Dan yang yang lebih memprihatinkan, protes ini menjadi ganjil karena begitu tampak terskenario. Usai mendatangi sarang legislatif mereka bergerak menuju sarang eksekutif. Di sarang legislatif, tak ada gejolak berarti.
Beberapa orang yang keluar dari sarang itu menemui mereka. Berucap satu dua patah kata yang intinya mendukung tuntutan mereka. "Kami mendukung tuntutan kalian. Secepatnya kami desak eksekutif segera melakukan tindakan," janji orang itu di hadapan mereka.
Selembar tulisan yang dibawa pun ditandatangani dengan cepat, tanpa negosiasi alot, oleh orang yang keluar dari sarang legislatif. Ngomong-ngomong soal sarang legislatif, aku juga kenal beberapa. Aku juga tahu ada beberapa orang di sarang itu yang hoby karaoke dan menyewa purel. Kalau yang ini, aku yakin mereka tak ada masalah untuk menyewa penari striptis jika ingin.

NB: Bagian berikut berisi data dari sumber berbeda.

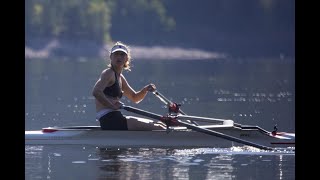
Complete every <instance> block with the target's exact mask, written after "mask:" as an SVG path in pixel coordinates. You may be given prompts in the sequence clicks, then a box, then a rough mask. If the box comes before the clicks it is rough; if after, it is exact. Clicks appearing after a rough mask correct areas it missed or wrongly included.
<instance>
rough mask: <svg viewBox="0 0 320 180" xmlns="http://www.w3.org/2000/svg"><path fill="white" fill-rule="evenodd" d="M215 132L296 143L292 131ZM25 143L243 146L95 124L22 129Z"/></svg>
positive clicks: (80, 144) (232, 143)
mask: <svg viewBox="0 0 320 180" xmlns="http://www.w3.org/2000/svg"><path fill="white" fill-rule="evenodd" d="M210 129H211V130H214V131H216V132H220V133H223V134H226V135H230V136H233V137H236V138H239V139H242V140H245V141H250V142H253V143H257V144H260V145H263V146H268V147H295V134H294V133H278V135H275V136H274V135H272V134H271V133H269V132H263V131H261V130H257V129H245V130H243V129H240V128H235V127H233V126H229V127H227V126H224V127H223V126H221V127H218V126H215V128H210ZM25 144H26V145H47V144H63V145H94V146H99V147H110V148H111V147H119V148H121V147H128V148H129V147H179V148H181V147H215V148H227V147H231V146H243V144H240V143H237V142H233V141H229V140H226V139H223V138H220V137H217V136H213V135H208V134H205V133H201V132H197V131H192V130H186V129H185V128H181V129H178V128H177V129H175V130H171V131H110V130H107V131H106V130H105V131H102V130H100V128H99V127H98V126H75V127H74V128H71V127H65V128H59V127H55V128H44V131H43V130H38V131H25Z"/></svg>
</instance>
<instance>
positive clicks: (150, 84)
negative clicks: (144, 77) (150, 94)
mask: <svg viewBox="0 0 320 180" xmlns="http://www.w3.org/2000/svg"><path fill="white" fill-rule="evenodd" d="M145 89H146V90H147V91H149V92H153V91H155V90H156V89H157V87H156V85H154V84H152V83H151V84H149V85H147V86H145Z"/></svg>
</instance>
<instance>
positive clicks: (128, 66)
mask: <svg viewBox="0 0 320 180" xmlns="http://www.w3.org/2000/svg"><path fill="white" fill-rule="evenodd" d="M118 45H121V46H124V47H125V48H126V49H127V51H128V53H127V57H128V61H127V62H126V63H125V64H124V66H123V68H124V69H125V70H128V71H131V69H130V68H131V52H130V48H129V46H128V45H126V44H124V43H122V42H121V41H117V42H116V43H115V44H114V45H113V46H112V48H113V47H114V46H118ZM112 48H111V49H112ZM111 49H110V51H109V57H110V56H111ZM108 67H111V62H110V63H109V65H108Z"/></svg>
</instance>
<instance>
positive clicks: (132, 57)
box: [25, 39, 227, 60]
mask: <svg viewBox="0 0 320 180" xmlns="http://www.w3.org/2000/svg"><path fill="white" fill-rule="evenodd" d="M29 42H32V43H31V45H27V44H26V45H25V58H27V59H28V58H53V57H79V58H80V57H81V58H83V57H85V58H86V57H88V58H90V57H95V58H104V57H106V56H107V55H108V49H110V48H111V46H112V45H111V44H105V45H103V46H99V45H97V44H96V43H94V42H89V41H78V42H73V43H70V42H68V41H61V40H57V39H53V40H44V39H40V40H31V41H29ZM129 47H130V49H131V56H132V58H133V59H158V60H173V59H184V60H192V59H223V58H226V57H227V55H226V54H223V53H218V52H210V51H204V50H201V49H196V48H181V47H170V46H157V45H155V46H135V45H130V44H129Z"/></svg>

Aduh, melebar. Lanjut, kembali pada mereka yang melakukan protes. Di depan sarang legislatif, awalnya biasa saja. Namun tiba-tiba ketertiban lenyap ketika mereka merapatkan barisan karena tak berhasil menemui orang di sarang eksekutif. Perwakilan eksekutif yang keluar dari sarang tidak bisa menghadirkan orang yang ingin mereka temui.
"Kita ini mahasiswa. Kalau kita menyampaikan aspirasi dan tidak digubris maka kita dianggap seperti binatang," ucap salah satu mereka. "Mari kawan kita rapatkan barisan, terobos blokade polisi," lanjutnya.
Mereka bergerak merapat ke blokade polisi. Seorang polisi mendorong mereka. Mereka tak terima dan baku hantam terjadi beberapa menit sebelum kembali reda. Tak lama kemudian mereka bergerak ke sisi lain menuju pagar tembok dan memanjat tembok hingga sampai di halaman sarang eksekutif.
Di halaman itu, mereka kembali berorasi. Berteriak jijik pada hal yang sebenarnya mereka senangi. Lagi-lagi ini memprihatinkan. Mereka bagai pelacur yang menggunakan lipstik dan kosmetik agar terlihat cantik. Ah, aku rasa tak cukup lipstik dan kosmetik. Mereka memakai topeng agar terlihat tampan untuk menutupi wajah buruknya.
Lalu apa yang membuat mereka memakai topeng? Kepentingan apa yang melandasinya? Entahlah, lagi pula sudah menjadi rahasia umum kalau hal-hal yang menjijikkan ini selalu ada kepentingan yang ujung-ujungnya rupiah untuk mengganjal perut. Ah, lagi-lagi perut disalahkan, kasihan sekali.